Ibrahim Bachir Abdoulaye analyses the influence of Turkish Islamic movements in Niger. The paper delves into the activities of the Hayrat Vakfi (Hayrat Foundation), a branch of the Nur Cemaati (Nur movement). It asserts that the presence of Turkish Islamic actors has initiated a ‘silent transformation’ within Niger’s Islamic landscape. To comprehend this phenomenon, the paper addresses three key inquiries: (a) The internal socio-political and economic dynamics of Turkey that drove Turkish Islamic movements toward internationalization, (b) the expansion strategies employed by Hayrat Vakfi for the dissemination of its Islamic teachings, and (c) the implications of its presence in the transformation of Niger's Islamic landscape.

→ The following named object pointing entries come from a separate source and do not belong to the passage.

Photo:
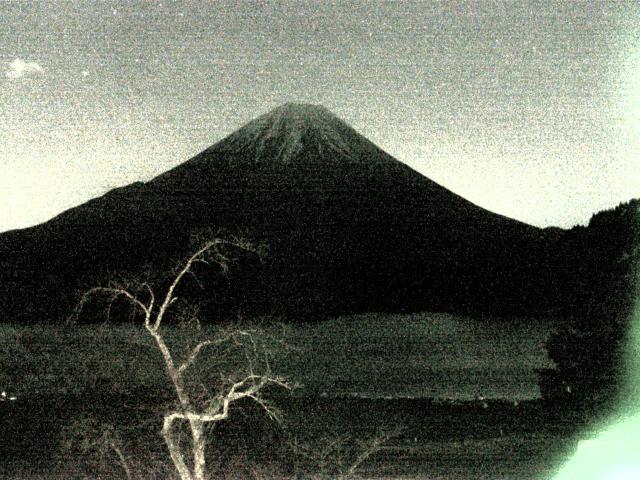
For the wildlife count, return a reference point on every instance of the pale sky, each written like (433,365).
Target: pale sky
(529,109)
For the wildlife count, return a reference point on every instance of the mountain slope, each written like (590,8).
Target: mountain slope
(349,229)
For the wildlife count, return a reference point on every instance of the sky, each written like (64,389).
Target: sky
(529,109)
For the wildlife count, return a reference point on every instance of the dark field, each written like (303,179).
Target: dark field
(72,385)
(436,441)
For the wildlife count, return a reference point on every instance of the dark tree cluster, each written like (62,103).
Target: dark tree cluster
(589,349)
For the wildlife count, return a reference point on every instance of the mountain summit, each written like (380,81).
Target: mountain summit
(349,229)
(286,132)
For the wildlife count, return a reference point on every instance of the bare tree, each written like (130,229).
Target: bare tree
(192,409)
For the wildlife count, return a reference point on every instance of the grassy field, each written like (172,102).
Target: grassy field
(359,376)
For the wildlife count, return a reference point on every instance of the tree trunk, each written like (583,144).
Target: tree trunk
(199,444)
(174,450)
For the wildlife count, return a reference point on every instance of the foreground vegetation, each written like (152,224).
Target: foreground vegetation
(83,390)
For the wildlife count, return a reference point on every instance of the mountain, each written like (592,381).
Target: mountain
(348,228)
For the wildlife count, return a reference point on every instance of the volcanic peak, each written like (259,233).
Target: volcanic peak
(290,129)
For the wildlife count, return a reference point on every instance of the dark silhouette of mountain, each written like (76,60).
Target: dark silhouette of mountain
(349,229)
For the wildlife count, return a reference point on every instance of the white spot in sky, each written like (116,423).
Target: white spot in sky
(19,68)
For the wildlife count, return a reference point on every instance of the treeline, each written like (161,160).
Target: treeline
(602,267)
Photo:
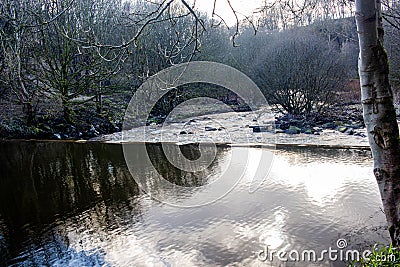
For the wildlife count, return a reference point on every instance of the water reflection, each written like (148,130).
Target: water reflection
(77,204)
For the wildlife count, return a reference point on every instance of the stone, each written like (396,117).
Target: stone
(329,125)
(350,131)
(308,131)
(293,130)
(210,129)
(260,129)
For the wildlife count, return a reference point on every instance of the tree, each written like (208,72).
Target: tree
(299,82)
(379,112)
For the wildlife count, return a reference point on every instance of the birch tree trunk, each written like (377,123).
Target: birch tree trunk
(378,109)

Hamissou Rhissa Achaffert analyses the Islamic association Ihyaous Sunnah in Niger. In his research he identified yaƙin ƙwaƙwalwai [battle of brains] as key concept in projects of social transformation. This encompasses the association’s struggle against what is perceived as Western moral imperialism and Western influences in the fields of knowledge and being in Niger. The paper argues that the actions can be seen as decolonial positioning rooted in religious epistemologies, conceived as an alternative to manifestations of coloniality found in modern forms of thought, knowledge, and action.
Ibrahim Seyni Mamoudou looks at the dynamics of religious regulation in Niger. Using examples of government initiatives, it attempts to explain the transition from monistic to pluralist regulation. In Niger, this regulation has long concerned Islam, which is the majority religion. However, the challenges facing the state require a paradigm shift in the face of the rise of Islamic terrorism and the religious activism of Salafi groups. This paper reflects on the state initiatives and supports the argument that the state is attempting to make religious pluralism its new paradigm for regulating religion.